One screen went from four windows to just one. Yes, there was a huge tunnel into the wreck. Nanos following it found relatively undamaged portions of the ship, but some large chunks had been hastily removed with welding torches. There were a lot of thick power cables leading into those holes.

“Best bet,” the professor said, “is that reactors and their superconducting containment gear were hauled out through this hole. It’s about the most expensive gear aboard a ship. That, and its weapons systems.”

“Is there evidence of the lasers being taken out?” Kris asked to anyone listening on net. “Also, have we found the bridge?”

“The forward section of the ship took a lot of damage. This monster and her baby monsters might have been slaughtering the battleships, but we humans were getting our licks in, too,” came with a touch of pride from Captain Drago.

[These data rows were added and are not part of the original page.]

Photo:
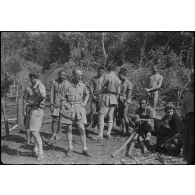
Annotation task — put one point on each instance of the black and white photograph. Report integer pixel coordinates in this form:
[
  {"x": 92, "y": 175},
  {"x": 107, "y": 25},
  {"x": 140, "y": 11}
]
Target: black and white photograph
[{"x": 97, "y": 97}]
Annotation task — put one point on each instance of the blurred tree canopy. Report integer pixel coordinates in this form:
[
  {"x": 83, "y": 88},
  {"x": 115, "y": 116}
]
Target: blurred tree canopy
[
  {"x": 89, "y": 49},
  {"x": 45, "y": 52}
]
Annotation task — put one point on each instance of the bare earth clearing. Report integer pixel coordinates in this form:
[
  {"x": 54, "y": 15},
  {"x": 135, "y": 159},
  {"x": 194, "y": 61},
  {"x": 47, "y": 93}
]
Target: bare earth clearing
[{"x": 15, "y": 150}]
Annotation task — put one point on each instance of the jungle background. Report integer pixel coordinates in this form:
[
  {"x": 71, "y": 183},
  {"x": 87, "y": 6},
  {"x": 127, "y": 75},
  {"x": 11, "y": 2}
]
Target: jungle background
[{"x": 49, "y": 52}]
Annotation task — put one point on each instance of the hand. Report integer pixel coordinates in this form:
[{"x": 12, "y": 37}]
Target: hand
[
  {"x": 137, "y": 118},
  {"x": 52, "y": 108},
  {"x": 83, "y": 104},
  {"x": 24, "y": 113},
  {"x": 122, "y": 99},
  {"x": 128, "y": 101},
  {"x": 95, "y": 98}
]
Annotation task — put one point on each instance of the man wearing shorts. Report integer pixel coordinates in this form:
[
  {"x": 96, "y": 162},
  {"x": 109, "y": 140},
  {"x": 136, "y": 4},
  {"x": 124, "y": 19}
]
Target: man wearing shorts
[
  {"x": 55, "y": 94},
  {"x": 108, "y": 101},
  {"x": 154, "y": 84},
  {"x": 124, "y": 100},
  {"x": 36, "y": 105},
  {"x": 26, "y": 99},
  {"x": 73, "y": 111},
  {"x": 95, "y": 87}
]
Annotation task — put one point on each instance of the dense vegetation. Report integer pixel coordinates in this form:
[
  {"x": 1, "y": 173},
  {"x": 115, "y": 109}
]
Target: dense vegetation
[{"x": 48, "y": 52}]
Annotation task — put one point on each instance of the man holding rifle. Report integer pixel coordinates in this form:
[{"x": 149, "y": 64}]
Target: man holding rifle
[{"x": 144, "y": 124}]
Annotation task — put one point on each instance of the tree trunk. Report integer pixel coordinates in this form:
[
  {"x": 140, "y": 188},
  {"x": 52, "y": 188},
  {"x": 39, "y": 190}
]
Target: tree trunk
[
  {"x": 4, "y": 116},
  {"x": 104, "y": 51},
  {"x": 20, "y": 107}
]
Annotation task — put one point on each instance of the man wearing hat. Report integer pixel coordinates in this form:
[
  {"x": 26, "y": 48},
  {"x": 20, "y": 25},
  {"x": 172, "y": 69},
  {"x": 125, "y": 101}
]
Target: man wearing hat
[
  {"x": 55, "y": 94},
  {"x": 95, "y": 87},
  {"x": 169, "y": 125},
  {"x": 36, "y": 112},
  {"x": 74, "y": 99},
  {"x": 153, "y": 86},
  {"x": 124, "y": 99},
  {"x": 108, "y": 100}
]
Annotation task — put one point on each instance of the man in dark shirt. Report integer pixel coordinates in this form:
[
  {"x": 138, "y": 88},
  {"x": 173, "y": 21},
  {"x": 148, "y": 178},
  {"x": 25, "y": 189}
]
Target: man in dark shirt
[{"x": 169, "y": 125}]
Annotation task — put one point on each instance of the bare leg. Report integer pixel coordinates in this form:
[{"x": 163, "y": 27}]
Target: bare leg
[
  {"x": 38, "y": 142},
  {"x": 110, "y": 120},
  {"x": 69, "y": 137},
  {"x": 28, "y": 135},
  {"x": 83, "y": 136},
  {"x": 155, "y": 100},
  {"x": 101, "y": 125},
  {"x": 144, "y": 149},
  {"x": 54, "y": 127}
]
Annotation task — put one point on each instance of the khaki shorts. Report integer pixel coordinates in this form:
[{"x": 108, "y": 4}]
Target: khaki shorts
[
  {"x": 75, "y": 120},
  {"x": 36, "y": 117},
  {"x": 56, "y": 112},
  {"x": 63, "y": 120}
]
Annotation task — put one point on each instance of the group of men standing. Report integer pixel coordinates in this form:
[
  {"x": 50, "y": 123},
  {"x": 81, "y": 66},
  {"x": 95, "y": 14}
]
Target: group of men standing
[{"x": 68, "y": 99}]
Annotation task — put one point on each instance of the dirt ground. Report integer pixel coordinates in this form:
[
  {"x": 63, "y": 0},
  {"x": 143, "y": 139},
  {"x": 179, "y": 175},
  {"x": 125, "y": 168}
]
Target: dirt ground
[{"x": 15, "y": 150}]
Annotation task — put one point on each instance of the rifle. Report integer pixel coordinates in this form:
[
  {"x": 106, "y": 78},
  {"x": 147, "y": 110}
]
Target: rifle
[{"x": 141, "y": 119}]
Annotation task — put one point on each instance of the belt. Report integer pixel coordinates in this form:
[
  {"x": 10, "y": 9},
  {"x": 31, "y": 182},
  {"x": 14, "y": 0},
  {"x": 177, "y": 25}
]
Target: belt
[
  {"x": 111, "y": 93},
  {"x": 75, "y": 102}
]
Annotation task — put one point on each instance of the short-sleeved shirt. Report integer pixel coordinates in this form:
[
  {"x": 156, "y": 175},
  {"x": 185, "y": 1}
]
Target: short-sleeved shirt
[
  {"x": 188, "y": 103},
  {"x": 96, "y": 84},
  {"x": 75, "y": 93},
  {"x": 125, "y": 87},
  {"x": 146, "y": 113},
  {"x": 154, "y": 80},
  {"x": 111, "y": 83},
  {"x": 38, "y": 90},
  {"x": 56, "y": 90},
  {"x": 110, "y": 90}
]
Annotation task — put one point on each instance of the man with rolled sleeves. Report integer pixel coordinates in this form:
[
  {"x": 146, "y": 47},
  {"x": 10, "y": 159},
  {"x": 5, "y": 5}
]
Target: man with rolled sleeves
[
  {"x": 75, "y": 96},
  {"x": 124, "y": 99},
  {"x": 55, "y": 94},
  {"x": 36, "y": 112},
  {"x": 154, "y": 84},
  {"x": 108, "y": 101}
]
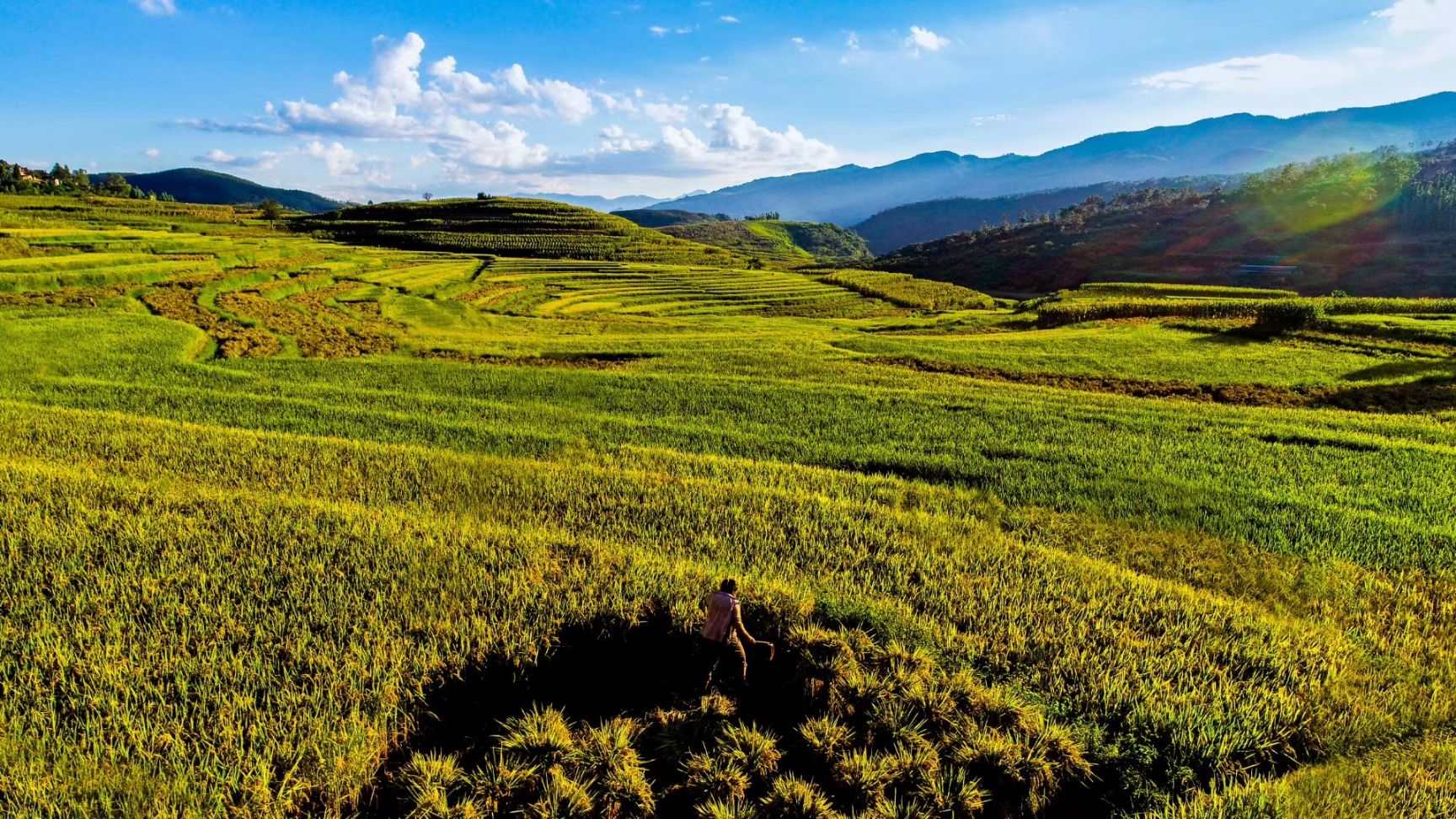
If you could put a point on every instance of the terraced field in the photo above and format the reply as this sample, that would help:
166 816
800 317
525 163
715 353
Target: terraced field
306 527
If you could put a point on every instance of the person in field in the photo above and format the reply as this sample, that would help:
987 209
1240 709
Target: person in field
724 635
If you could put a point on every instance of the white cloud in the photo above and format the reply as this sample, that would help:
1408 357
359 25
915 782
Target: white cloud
455 115
265 161
926 40
1244 73
1421 16
510 91
156 8
338 159
733 143
664 111
341 161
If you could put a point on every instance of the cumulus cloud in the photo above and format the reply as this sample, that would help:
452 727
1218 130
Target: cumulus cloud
156 8
1421 16
666 111
456 117
731 142
341 161
925 40
220 158
1242 73
510 91
392 104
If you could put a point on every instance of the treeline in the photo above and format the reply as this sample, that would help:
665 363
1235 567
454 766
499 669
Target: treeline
63 181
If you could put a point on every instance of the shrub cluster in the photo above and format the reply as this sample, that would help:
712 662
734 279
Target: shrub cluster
881 732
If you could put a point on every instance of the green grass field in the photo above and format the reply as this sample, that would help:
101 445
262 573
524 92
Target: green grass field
267 497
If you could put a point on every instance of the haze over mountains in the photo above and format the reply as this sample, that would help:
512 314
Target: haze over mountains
1238 143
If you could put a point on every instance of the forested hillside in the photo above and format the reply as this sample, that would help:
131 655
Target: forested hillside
782 242
925 222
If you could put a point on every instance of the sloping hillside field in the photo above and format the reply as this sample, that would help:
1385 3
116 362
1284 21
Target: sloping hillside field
293 527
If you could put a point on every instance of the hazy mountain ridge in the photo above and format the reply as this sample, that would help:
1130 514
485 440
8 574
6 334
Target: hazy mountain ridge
1236 143
1344 223
923 222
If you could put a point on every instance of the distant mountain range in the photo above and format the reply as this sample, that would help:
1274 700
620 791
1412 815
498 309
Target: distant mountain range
210 187
604 205
1340 225
922 222
1238 143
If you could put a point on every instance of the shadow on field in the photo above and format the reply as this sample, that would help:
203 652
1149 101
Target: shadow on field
597 671
651 671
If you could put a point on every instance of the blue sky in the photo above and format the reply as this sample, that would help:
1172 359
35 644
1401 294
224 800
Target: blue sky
369 99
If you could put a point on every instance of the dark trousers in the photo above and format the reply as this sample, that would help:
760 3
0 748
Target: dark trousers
727 661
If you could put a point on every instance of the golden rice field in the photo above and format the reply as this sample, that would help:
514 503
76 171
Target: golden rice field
293 527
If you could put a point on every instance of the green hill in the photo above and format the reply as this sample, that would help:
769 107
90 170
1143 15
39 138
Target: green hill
779 242
300 527
511 228
208 187
1378 223
648 217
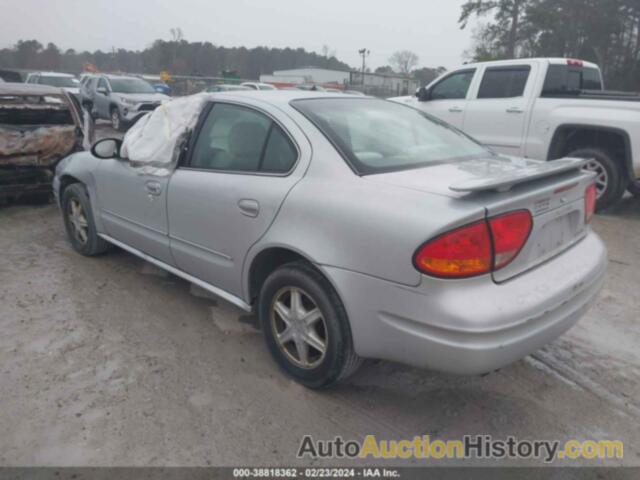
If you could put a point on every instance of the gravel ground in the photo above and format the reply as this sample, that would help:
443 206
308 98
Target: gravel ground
109 361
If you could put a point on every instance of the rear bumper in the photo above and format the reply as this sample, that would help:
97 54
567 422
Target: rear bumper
472 326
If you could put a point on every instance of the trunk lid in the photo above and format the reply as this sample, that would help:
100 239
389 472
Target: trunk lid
553 192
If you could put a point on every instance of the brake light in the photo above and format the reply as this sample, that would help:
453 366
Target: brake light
509 233
475 249
464 252
589 202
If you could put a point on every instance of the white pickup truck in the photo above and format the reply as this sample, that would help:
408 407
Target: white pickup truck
544 109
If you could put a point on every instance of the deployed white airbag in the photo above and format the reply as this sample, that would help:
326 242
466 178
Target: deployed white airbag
153 143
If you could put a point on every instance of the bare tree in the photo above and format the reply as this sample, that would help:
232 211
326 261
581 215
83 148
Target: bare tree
177 35
404 61
327 52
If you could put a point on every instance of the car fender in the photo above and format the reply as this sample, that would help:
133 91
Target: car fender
80 166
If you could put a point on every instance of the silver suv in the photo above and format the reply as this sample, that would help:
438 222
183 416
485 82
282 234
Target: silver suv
123 100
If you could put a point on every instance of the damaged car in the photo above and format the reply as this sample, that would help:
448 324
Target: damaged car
354 227
39 125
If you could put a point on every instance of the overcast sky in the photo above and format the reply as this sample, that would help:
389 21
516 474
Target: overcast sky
427 27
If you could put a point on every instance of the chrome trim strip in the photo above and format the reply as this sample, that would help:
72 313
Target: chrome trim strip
146 227
200 247
204 285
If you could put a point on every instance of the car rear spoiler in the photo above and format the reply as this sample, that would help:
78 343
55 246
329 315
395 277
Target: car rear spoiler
504 181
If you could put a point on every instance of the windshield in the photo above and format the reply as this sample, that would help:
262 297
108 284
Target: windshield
377 136
61 82
130 85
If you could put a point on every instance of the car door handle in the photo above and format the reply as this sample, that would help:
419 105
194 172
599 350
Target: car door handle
249 207
153 188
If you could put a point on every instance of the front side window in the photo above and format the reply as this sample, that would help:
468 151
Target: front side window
239 139
377 136
504 82
453 87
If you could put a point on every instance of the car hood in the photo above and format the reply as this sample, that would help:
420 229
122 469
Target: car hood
143 97
458 178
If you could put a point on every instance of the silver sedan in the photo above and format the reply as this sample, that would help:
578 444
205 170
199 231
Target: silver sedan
354 228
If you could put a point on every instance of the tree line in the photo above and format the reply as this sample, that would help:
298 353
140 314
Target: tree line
606 32
177 56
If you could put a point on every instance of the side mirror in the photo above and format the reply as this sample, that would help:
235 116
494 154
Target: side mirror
107 148
423 94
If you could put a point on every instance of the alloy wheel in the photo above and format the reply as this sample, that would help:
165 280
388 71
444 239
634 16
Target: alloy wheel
78 220
115 119
602 177
299 327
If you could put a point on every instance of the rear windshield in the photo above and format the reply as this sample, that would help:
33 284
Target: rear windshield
565 78
377 136
62 82
131 85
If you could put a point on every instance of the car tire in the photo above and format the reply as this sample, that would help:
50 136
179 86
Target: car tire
634 188
79 222
326 326
116 120
609 181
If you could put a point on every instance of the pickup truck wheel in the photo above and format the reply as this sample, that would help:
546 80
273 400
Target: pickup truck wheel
79 222
306 326
609 184
634 188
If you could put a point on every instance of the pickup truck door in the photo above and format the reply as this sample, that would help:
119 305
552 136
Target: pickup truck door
133 207
241 166
447 99
499 109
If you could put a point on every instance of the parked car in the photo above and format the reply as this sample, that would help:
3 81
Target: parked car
163 88
54 79
39 125
258 86
10 76
354 227
121 99
544 109
226 88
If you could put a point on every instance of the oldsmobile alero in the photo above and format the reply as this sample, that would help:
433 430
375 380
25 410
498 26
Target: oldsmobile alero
354 228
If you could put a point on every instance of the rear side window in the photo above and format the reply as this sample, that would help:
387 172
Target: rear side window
568 78
239 139
279 154
454 87
504 82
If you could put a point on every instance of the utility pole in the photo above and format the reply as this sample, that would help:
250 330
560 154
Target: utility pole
365 53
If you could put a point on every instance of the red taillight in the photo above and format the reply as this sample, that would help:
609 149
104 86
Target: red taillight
589 202
475 249
463 252
509 233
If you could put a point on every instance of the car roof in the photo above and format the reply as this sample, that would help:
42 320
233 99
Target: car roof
28 89
54 74
118 77
524 61
281 98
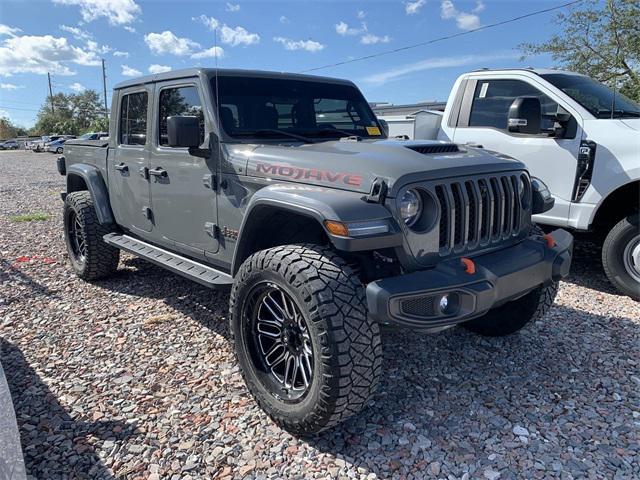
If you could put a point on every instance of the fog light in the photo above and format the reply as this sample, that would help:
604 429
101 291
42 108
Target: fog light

“This is a huge ship, Your Highness,” Professor Joao Labao said respectfully but firmly. “Rome was not built in a day, and we will not plumb its secrets in an afternoon.”

“Well, so far you’ve got plenty to interest me,” Kris said. “Have your boffins get the nanos collecting as much data as they can because I don’t intend to spend a day here waiting for whoever has the salvage contract on this mother to wander back through that jump point,” Kris said.